Item 11. Executive Compensation.
     The information required for this item is incorporated by reference to pages 17 (under the caption “Compensation of Directors”) through 18; pages 26 (beginning with the caption “Summary Compensation Table”) through 29; pages 31 (beginning with the caption “Annual Benefits Payable Under Merck & Co., Inc. Retirement Plans”) to 38; page 15 (under the caption “Compensation Committee Interlocks and Insider Participation”) of the Company’s Proxy Statement for the Annual Meeting of Stockholders to be held April 25, 2006.
Item 12. Security Ownership of Certain Beneficial Owners and Management and Related Stockholder Matters.
     Information with respect to securities authorized for issuance under equity compensation plans is incorporated by reference to page 30 (under the caption “Equity Compensation Plan Information”) of the Company’s Proxy Statement for the Annual Meeting of Stockholders to be held April 25, 2006. Information with respect to security ownership of certain beneficial owners and management is incorporated by reference to pages 19 (under the caption “Security Ownership of Certain Beneficial Owners and Management”) to 20 of the Company’s Proxy Statement for the Annual Meeting of Stockholders to be held April 25, 2006.
Item 13. Certain Relationships and Related Transactions.

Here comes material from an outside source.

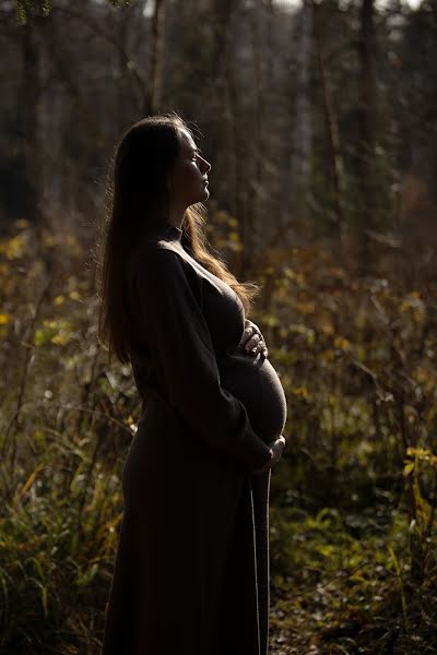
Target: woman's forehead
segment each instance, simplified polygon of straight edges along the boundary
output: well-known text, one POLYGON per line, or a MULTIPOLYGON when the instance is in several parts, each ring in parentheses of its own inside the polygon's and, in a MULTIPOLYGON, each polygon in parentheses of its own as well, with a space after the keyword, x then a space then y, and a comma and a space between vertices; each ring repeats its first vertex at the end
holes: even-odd
POLYGON ((197 145, 191 136, 186 130, 180 130, 180 141, 186 151, 197 150, 197 145))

     The information required for this item is incorporated by reference to page 12 (under the caption “Relationships with Outside Firms”) and page 38 (under the caption “Indebtedness of Management”) of the Company’s Proxy Statement for the Annual Meeting of Stockholders to be held April 25, 2006.
Item 14. Principal Accountant Fees and Services.
     The information required for this item is incorporated by reference to pages 40 (beginning with the caption “Pre-Approval Policy for Services of Independent Registered Public Accounting Firm”) to 41 of the Company’s Proxy Statement for the Annual Meeting of Stockholders to be held April 25, 2006.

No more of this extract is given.